I should have really revived a Donkey Kong Country thread & put 'The Brazillian' on it. I rue this day!

offee is for losers only, do you not c? (Abbbottt), Tuesday, 3 May 2011 00:08 (fifteen years ago)

also "Selling England by the Pound" is great fuiud

suge knight rider (Neanderthal), Tuesday, 3 May 2011 00:09 (fifteen years ago)

i don't think that's strictly true Alfred. they were a band with a bunch of disparate songwriters in from the beginning, and the earlier Prog stuff feels more like the result of 3 or 4 writers pulling in different directions than a concerted style. Gabriel was never even given total lyrical control until The Lamb. i feel like they had more in common with yr Jeff Lynnes or 10CCs than with Yes or Gong or the Canterbury guys etc

bell hops (Noodle Vague), Tuesday, 3 May 2011 00:10 (fifteen years ago)

That's fair.

ginny thomas and tonic (Alfred, Lord Sotosyn), Tuesday, 3 May 2011 00:11 (fifteen years ago)

When Gabriel left, so did the band's prog instincts. Look at their solo projects! Collins and Rutherford wanted to be pop musicians! They were better at it!

The musical brain of 70s Genesis was just as much Tony Banks as Peter Gabriel. On their two excellent 1976 albums (the first two without Peter Gabriel), he was the de-facto leader of the band.
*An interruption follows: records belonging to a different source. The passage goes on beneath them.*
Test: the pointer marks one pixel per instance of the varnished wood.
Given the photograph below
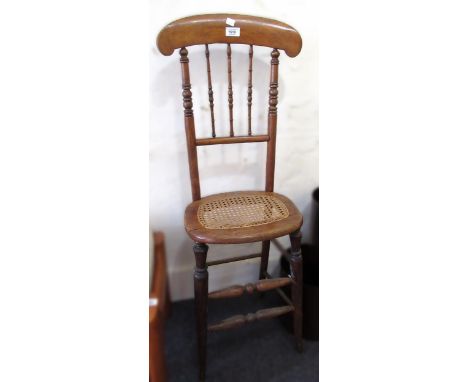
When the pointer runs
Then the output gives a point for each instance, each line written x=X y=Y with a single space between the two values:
x=265 y=256
x=189 y=125
x=258 y=286
x=200 y=277
x=249 y=91
x=205 y=30
x=273 y=101
x=230 y=140
x=211 y=28
x=239 y=320
x=232 y=259
x=230 y=100
x=210 y=90
x=296 y=289
x=158 y=313
x=241 y=235
x=280 y=292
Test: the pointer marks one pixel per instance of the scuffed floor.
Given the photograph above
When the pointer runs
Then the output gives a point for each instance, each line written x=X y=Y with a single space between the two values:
x=260 y=351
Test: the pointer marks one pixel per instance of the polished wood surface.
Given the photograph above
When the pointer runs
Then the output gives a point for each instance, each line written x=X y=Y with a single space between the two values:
x=210 y=90
x=239 y=320
x=249 y=91
x=211 y=28
x=295 y=262
x=230 y=94
x=258 y=286
x=231 y=140
x=158 y=313
x=241 y=235
x=272 y=120
x=233 y=259
x=200 y=279
x=189 y=124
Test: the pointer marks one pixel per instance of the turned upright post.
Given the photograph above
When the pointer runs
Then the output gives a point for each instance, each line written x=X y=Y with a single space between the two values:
x=273 y=101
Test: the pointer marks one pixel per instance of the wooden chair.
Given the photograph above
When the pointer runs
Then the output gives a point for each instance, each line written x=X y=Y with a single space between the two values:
x=160 y=304
x=237 y=217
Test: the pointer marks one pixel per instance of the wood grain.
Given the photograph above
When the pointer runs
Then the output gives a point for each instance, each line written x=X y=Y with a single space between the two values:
x=239 y=320
x=230 y=140
x=211 y=28
x=189 y=125
x=258 y=286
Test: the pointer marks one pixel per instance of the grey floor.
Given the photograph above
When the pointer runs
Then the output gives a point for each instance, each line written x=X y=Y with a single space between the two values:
x=260 y=351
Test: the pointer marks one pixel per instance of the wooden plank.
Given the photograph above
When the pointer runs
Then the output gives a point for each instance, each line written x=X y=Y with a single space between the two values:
x=239 y=320
x=258 y=286
x=230 y=140
x=232 y=259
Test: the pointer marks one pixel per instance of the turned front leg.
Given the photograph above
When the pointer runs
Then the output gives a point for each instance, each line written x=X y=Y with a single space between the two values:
x=200 y=278
x=296 y=290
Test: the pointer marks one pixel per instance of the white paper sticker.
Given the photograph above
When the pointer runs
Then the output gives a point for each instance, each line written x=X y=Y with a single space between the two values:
x=232 y=32
x=153 y=301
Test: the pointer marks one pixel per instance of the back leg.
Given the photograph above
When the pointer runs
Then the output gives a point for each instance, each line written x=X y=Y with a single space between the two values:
x=264 y=261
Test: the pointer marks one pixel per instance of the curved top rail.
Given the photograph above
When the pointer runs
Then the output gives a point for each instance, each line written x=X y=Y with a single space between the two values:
x=210 y=29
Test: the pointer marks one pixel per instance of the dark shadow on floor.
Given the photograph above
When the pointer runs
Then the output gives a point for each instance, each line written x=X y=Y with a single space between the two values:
x=261 y=351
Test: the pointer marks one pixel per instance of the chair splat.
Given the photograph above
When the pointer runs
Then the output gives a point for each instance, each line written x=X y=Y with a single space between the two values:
x=210 y=90
x=230 y=100
x=249 y=90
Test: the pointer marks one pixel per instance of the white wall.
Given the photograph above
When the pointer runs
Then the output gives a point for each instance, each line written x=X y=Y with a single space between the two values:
x=231 y=167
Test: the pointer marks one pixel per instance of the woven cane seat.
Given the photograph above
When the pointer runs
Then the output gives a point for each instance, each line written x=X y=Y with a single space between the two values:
x=241 y=217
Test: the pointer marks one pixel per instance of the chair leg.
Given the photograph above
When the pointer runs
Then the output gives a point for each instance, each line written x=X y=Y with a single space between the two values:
x=296 y=273
x=264 y=261
x=200 y=278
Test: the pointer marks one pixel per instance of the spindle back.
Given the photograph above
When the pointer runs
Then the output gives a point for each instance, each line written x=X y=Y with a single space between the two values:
x=229 y=29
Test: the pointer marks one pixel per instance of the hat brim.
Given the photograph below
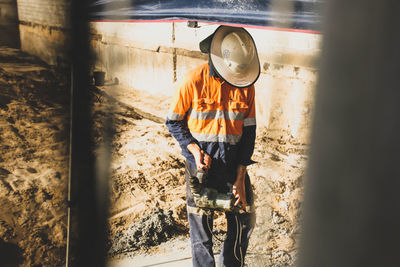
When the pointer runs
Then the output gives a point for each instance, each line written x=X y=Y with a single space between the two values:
x=249 y=75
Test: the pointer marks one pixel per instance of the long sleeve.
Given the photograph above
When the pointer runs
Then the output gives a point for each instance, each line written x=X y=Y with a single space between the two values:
x=246 y=143
x=176 y=122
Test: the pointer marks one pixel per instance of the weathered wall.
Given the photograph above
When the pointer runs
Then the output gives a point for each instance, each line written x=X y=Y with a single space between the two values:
x=44 y=26
x=154 y=56
x=9 y=23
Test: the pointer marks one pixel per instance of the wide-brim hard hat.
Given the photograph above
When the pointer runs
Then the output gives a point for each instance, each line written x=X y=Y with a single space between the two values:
x=234 y=56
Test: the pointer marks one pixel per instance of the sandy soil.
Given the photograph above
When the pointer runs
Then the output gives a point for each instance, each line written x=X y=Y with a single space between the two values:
x=33 y=161
x=147 y=191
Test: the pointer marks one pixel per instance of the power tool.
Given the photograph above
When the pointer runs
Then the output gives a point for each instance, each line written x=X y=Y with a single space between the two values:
x=210 y=198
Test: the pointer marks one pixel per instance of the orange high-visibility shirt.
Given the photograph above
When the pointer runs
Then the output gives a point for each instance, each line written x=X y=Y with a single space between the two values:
x=207 y=110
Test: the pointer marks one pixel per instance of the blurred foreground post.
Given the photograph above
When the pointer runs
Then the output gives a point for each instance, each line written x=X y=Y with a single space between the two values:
x=85 y=188
x=352 y=200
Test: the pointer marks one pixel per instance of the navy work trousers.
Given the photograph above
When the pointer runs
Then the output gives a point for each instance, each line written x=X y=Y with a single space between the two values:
x=239 y=229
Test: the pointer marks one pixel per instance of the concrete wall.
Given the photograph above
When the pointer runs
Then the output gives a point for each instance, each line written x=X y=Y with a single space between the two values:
x=44 y=26
x=9 y=23
x=154 y=56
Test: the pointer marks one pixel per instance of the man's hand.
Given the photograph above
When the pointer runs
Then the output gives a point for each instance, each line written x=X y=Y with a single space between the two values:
x=203 y=160
x=239 y=187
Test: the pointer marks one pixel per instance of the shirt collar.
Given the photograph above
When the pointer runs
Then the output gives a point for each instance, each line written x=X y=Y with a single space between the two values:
x=213 y=73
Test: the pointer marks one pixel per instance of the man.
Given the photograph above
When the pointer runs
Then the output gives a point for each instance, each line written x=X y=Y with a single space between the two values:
x=212 y=116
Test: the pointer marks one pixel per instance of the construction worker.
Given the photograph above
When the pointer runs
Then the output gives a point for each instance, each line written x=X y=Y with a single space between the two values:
x=212 y=116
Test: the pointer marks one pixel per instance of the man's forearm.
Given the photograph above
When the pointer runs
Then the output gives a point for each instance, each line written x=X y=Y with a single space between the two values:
x=241 y=173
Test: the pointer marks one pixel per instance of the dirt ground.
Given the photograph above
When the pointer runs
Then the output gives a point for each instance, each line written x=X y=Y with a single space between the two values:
x=33 y=161
x=147 y=191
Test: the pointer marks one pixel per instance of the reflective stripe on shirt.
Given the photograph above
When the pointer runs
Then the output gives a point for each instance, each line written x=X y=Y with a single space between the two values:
x=216 y=114
x=249 y=122
x=175 y=116
x=225 y=138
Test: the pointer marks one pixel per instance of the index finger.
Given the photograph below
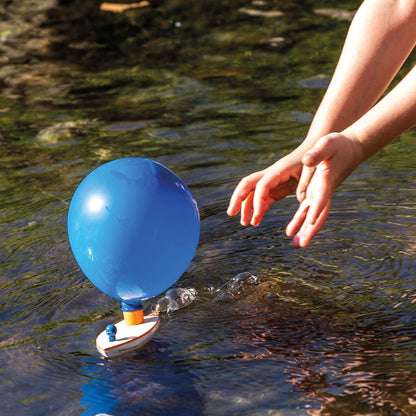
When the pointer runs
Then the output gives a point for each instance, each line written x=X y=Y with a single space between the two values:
x=242 y=192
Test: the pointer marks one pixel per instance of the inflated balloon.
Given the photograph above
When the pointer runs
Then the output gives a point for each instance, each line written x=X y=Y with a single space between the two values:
x=133 y=227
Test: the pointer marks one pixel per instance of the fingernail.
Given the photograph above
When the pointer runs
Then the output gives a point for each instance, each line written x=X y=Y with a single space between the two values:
x=296 y=241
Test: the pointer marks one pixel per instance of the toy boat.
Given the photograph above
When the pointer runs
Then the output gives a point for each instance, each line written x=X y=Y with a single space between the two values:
x=123 y=338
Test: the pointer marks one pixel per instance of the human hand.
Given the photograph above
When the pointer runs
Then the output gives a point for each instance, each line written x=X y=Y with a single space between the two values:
x=326 y=165
x=257 y=192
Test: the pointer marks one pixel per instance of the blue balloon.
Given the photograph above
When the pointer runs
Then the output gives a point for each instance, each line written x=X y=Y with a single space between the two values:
x=133 y=227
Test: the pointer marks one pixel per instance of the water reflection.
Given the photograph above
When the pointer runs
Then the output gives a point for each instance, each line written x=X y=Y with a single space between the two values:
x=329 y=330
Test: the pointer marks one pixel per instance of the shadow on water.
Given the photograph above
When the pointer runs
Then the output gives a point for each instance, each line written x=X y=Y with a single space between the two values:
x=213 y=90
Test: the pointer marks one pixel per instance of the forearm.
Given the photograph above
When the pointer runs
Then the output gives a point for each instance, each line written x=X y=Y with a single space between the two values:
x=390 y=117
x=379 y=40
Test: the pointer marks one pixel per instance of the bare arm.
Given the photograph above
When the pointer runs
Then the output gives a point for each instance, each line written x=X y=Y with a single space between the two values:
x=336 y=155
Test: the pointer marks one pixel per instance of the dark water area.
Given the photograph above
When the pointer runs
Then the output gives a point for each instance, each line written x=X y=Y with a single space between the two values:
x=214 y=91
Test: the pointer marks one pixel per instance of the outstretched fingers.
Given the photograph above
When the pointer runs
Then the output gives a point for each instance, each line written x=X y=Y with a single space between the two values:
x=307 y=229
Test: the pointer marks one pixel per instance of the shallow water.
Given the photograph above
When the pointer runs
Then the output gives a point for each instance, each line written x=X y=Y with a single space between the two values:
x=213 y=91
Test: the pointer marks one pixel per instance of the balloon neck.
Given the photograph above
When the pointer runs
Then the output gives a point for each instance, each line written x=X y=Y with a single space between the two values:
x=133 y=314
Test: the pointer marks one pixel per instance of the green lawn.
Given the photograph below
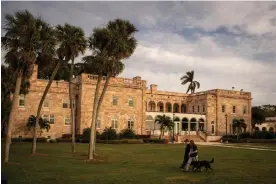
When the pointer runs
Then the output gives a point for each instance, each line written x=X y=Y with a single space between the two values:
x=140 y=163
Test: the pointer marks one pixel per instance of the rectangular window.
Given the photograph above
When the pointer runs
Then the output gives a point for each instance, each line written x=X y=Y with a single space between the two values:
x=244 y=109
x=223 y=108
x=114 y=123
x=52 y=119
x=98 y=124
x=65 y=104
x=46 y=103
x=130 y=101
x=67 y=120
x=115 y=100
x=21 y=100
x=130 y=124
x=234 y=109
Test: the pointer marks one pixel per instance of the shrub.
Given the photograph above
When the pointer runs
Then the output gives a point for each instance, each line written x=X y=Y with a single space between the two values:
x=127 y=134
x=250 y=140
x=160 y=141
x=64 y=140
x=39 y=139
x=245 y=135
x=66 y=136
x=263 y=135
x=109 y=134
x=123 y=141
x=142 y=136
x=53 y=141
x=85 y=137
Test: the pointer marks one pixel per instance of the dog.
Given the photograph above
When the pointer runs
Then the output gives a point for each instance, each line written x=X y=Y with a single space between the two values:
x=204 y=163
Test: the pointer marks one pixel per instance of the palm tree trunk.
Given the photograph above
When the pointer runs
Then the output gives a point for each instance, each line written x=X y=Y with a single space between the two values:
x=93 y=123
x=161 y=128
x=40 y=106
x=12 y=115
x=72 y=107
x=98 y=110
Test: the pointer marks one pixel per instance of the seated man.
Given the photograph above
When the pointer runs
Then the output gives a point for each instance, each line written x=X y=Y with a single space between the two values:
x=190 y=155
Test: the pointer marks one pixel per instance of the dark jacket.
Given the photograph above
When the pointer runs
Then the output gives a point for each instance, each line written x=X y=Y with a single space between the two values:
x=187 y=151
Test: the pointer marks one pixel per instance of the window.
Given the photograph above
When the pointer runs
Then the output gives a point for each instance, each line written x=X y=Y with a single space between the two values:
x=46 y=103
x=98 y=123
x=130 y=101
x=65 y=104
x=98 y=99
x=21 y=100
x=234 y=109
x=223 y=108
x=115 y=100
x=244 y=109
x=212 y=127
x=46 y=117
x=114 y=123
x=67 y=120
x=52 y=119
x=130 y=124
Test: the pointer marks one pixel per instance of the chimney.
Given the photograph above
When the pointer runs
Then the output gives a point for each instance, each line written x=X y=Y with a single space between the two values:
x=153 y=88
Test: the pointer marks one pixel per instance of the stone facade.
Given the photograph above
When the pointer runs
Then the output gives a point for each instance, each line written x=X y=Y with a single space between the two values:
x=268 y=125
x=129 y=103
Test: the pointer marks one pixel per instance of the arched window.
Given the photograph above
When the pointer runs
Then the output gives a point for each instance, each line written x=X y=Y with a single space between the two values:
x=130 y=124
x=114 y=123
x=193 y=124
x=98 y=123
x=185 y=122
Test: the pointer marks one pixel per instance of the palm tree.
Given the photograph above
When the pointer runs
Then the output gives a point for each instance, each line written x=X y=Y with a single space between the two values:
x=43 y=124
x=189 y=78
x=72 y=43
x=238 y=124
x=22 y=41
x=165 y=122
x=113 y=43
x=8 y=80
x=45 y=59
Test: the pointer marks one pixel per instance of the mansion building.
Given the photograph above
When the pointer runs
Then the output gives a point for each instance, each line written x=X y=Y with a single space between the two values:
x=128 y=103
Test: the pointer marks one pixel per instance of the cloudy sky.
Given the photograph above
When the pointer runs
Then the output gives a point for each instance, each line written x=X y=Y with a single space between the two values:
x=226 y=43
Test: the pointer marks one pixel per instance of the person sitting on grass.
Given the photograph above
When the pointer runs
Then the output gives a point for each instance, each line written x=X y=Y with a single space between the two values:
x=190 y=155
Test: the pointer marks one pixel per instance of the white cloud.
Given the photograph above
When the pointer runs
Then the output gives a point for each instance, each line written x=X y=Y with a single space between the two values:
x=227 y=43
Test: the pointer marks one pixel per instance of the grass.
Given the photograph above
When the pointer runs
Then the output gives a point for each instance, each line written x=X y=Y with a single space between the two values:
x=135 y=163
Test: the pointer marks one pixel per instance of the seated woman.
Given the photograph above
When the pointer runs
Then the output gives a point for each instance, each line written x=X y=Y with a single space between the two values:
x=190 y=155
And even on his solo projects, Tony Banks has been pretty much proggy all along, maybe save for a couple of his late 80s albums.

Hongroe (Geir Hongro), Tuesday, 3 May 2011 00:11 (fifteen years ago)

didn't they pursue individual songwriting credits for a brief four-year span or something?

ginny thomas and tonic (Alfred, Lord Sotosyn), Tuesday, 3 May 2011 00:11 (fifteen years ago)

i feel like they had more in common with yr Jeff Lynnes or 10CCs than with Yes or Gong or the Canterbury guys etc

I'd argue Yes (maybe apart from the "Relayer" album) had more in common with Genesis than with Cantebury and other more experimental forms of prog.

Hongroe (Geir Hongro), Tuesday, 3 May 2011 00:13 (fifteen years ago)

i think Genesis were one of the more ear-catchy prog bands too, dammit. like...I love King Crimson too, but I can see how they polarize people with their noodling experiments.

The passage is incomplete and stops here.